Außerdem gehört Günter Kissel zum internen Führungskreis der
"Düsseldorfer Herrenrunde". Dieser millionenschwere Club lädt
regelmäßig zu Veranstaltungen mit hochrangigen Konservativen und
Rechtsextremisten. Zu den ReferentInnen zählten u.a.
Jörg Haider,
Franz Schönhuber (der dann auch
Millionenbürgschaften für den REP-Wahlkampf erhielt),
Heinrich Lummer,
Klaus Kinkel,
Michaela Geiger u.v.a.m.
Um zum Thema zurückzukommen: Dieser Günter
Kissel ist ein eifriger Förderer des WB und unterstützt ihn mit
beträchtlichen Geldspenden.
Die Beschreibung der Machenschaften
eines anderen Witikonen würde den Rahmen dieses Textes sprengen:
Dr. Herbert Fleißner, Großverleger und Träger des "Großen
Sudetendeutschen Kulturpreises". Allen Interessierten sei das
Buch "Rechte Geschäfte. Der unaufhaltsame Aufstieg des deutschen
Verlegers Herbert Fleißner", Frankfurt/M., 1994 von Hans
Sarkowicz empfohlen.
Völkische Avantgarde
Der Witikobund ist extrem revanchistisch. Das ehemalige
Sudetengebiet soll "heim ins Reich". Um dies zu verdeutlichen,
ein etwas längeres Zitat aus dem Witiko-Brief (Dez. 84/Jan. 85),
geschrieben von Harry Hochfelder von der
Sudetendeutschen Landsmannschaft:
"Wir glauben nicht, daß einer Räumung zumindest
eines beträchtlichen Teils des Sudetengebietes durch die
Tschechen unüberwindliche Schwierigkeiten im Wege stehen, wenn
man folgende Punkte berücksichtigt:
- Die Tschechen haben das
Sudetengebiet niemals zur Gänze besiedeln können. Die dort jetzt
lebende Bevölkerung ist an Zahl wesentlich geringer als vor der
Vertreibung.
- Die im Grenzgebiet jetzt wohnende Bevölkerung ist
nicht dort verwurzelt.
- Die Tschechen sind nicht imstande gewesen, den Schutz der Umwelt
wahrzunehmen.
Dieser Umstand bestätigt, daß die Tschechen das Sudetengebiet nicht als ihre
Heimat ansehen." (zitiert nach G.Herde/A. Stolze, Die
Sudetendeutsche Landsmannschaft, Pahl-Rugenstein 1987)

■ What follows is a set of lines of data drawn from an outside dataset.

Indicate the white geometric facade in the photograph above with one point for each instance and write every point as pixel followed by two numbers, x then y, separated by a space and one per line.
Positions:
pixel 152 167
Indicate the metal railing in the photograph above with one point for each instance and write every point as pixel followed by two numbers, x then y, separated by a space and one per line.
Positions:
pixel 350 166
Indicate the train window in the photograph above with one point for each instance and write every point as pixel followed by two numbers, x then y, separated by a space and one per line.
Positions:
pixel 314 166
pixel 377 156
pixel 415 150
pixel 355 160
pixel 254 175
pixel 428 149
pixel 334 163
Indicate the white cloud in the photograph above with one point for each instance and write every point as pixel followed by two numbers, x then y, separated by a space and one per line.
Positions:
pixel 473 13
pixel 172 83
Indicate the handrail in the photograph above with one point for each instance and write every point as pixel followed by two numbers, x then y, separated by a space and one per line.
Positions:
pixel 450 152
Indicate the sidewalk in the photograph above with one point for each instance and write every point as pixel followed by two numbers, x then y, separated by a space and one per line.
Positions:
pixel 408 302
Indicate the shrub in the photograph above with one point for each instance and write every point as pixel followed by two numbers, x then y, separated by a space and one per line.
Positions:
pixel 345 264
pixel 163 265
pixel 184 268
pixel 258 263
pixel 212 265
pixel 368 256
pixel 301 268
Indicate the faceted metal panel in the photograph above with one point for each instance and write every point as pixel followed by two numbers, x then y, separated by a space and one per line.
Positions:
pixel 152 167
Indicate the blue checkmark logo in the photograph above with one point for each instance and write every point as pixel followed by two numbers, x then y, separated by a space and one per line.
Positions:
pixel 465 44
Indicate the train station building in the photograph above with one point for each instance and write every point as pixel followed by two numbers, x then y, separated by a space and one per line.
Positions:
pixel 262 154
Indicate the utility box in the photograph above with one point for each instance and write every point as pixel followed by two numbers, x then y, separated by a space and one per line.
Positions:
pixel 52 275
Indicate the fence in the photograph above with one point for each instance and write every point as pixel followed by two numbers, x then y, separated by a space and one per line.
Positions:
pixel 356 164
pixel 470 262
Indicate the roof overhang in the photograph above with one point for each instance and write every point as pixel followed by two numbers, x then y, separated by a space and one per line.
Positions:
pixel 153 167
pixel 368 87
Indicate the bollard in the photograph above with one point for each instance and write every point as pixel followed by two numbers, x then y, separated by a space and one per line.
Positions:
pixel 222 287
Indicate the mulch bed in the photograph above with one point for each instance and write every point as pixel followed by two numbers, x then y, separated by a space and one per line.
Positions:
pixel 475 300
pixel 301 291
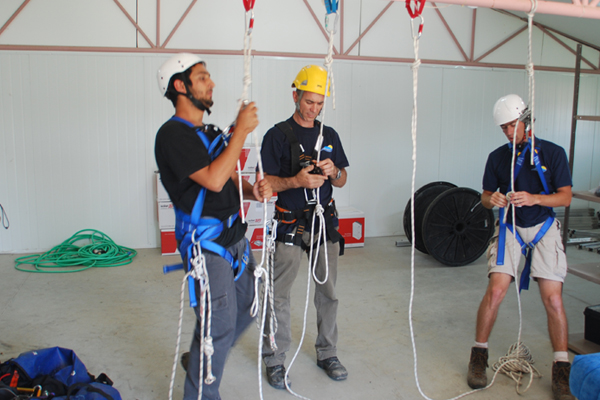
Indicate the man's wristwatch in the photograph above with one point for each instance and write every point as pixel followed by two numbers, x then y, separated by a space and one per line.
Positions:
pixel 338 176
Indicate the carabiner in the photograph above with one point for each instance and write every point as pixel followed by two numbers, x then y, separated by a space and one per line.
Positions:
pixel 331 6
pixel 328 22
pixel 248 4
pixel 419 5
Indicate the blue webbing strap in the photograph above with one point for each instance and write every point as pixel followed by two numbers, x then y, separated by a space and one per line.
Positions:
pixel 203 230
pixel 526 249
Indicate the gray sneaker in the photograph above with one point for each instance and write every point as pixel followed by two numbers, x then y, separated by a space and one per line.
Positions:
pixel 560 381
pixel 333 368
pixel 477 377
pixel 276 376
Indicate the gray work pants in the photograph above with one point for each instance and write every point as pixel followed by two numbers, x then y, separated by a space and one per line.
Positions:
pixel 231 303
pixel 286 265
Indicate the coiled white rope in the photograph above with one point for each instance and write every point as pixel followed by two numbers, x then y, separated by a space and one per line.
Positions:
pixel 498 367
pixel 518 360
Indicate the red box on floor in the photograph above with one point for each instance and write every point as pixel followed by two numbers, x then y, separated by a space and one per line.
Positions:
pixel 352 226
pixel 168 244
pixel 255 236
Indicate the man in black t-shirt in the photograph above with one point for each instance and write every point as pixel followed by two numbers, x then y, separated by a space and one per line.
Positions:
pixel 284 147
pixel 202 184
pixel 537 188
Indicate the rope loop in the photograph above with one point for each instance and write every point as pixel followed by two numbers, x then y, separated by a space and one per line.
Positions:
pixel 249 4
pixel 331 6
pixel 331 22
pixel 417 10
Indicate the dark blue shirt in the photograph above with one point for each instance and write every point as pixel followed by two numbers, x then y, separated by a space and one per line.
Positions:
pixel 556 172
pixel 276 158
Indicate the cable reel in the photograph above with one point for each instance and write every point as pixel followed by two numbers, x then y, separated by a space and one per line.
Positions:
pixel 451 224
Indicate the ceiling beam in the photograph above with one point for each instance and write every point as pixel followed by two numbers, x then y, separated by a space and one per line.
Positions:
pixel 543 7
pixel 11 19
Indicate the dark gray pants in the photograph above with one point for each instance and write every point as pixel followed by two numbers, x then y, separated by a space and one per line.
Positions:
pixel 287 262
pixel 231 302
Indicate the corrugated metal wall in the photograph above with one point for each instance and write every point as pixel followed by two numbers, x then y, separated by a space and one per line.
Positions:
pixel 77 135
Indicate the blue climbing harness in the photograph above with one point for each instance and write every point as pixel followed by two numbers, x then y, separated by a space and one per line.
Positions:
pixel 193 228
pixel 526 248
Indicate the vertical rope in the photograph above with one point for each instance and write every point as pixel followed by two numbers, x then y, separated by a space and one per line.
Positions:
pixel 531 74
pixel 415 68
pixel 318 212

Allerdings geht es dem Witikobund um mehr -
Hans-Ulrich Kopp nannte es "...
die Zukunft der Deutschen als Kulturvolk"- : um die rassistische
Komponente des Deutschen-Herrenmenschen-Wahnes, ein rein arisches
Deutschland von der Maas bis an die Memel...
Für diese Ziele arbeitet der Witikobund seit seiner Gründung nach dem selben
Schema. Die Mitglieder besetzen Ämter in anderen Organisationen
und Parteien, bzw. deren Funktionäre werden zu Witikonen gemacht.
So ist es auch zu erklären, daß diese (nur) ca. 1.000 Personen
zählende Gruppe einen solchen Einfluß auf die Sudetendeutsche
Landsmannschaft (ca. 200.000 Mitglieder) ausübt. Nicht nur, daß
viele Witikonen im Vorstand der SL sitzen, auch die
Bundesversammlung der SL besteht schon seit Jahrzehnten zu über
der Hälfte aus Mitgliedern des WB.
Aber auch in vielen rechten Organisationen, die nicht den Vertriebenen
zuzurechnen sind, hat der WB durch seine zugegebenermaßen taktisch gute
Politik mehr als nur ein unbedeutendes Standbein, wie die sicher
unvollständigen Ausführungen im ersten Teil dieses Textes
beweisen.
Aber genau darin kann auch ein Ansatz für eine
erfolgreiche antifaschistische Arbeit bestehen. Denn jede Aktion,
den wir gegen Gruppen wie die "Gesellschaft für freie
Publizistik", die REP, NPD, JN u.v.a.m. führen, trifft Mitglieder
des WB, jede Aktion, die wir gegen den WB führen wollen, kann
auch die ebengenannten Gruppierungen treffen.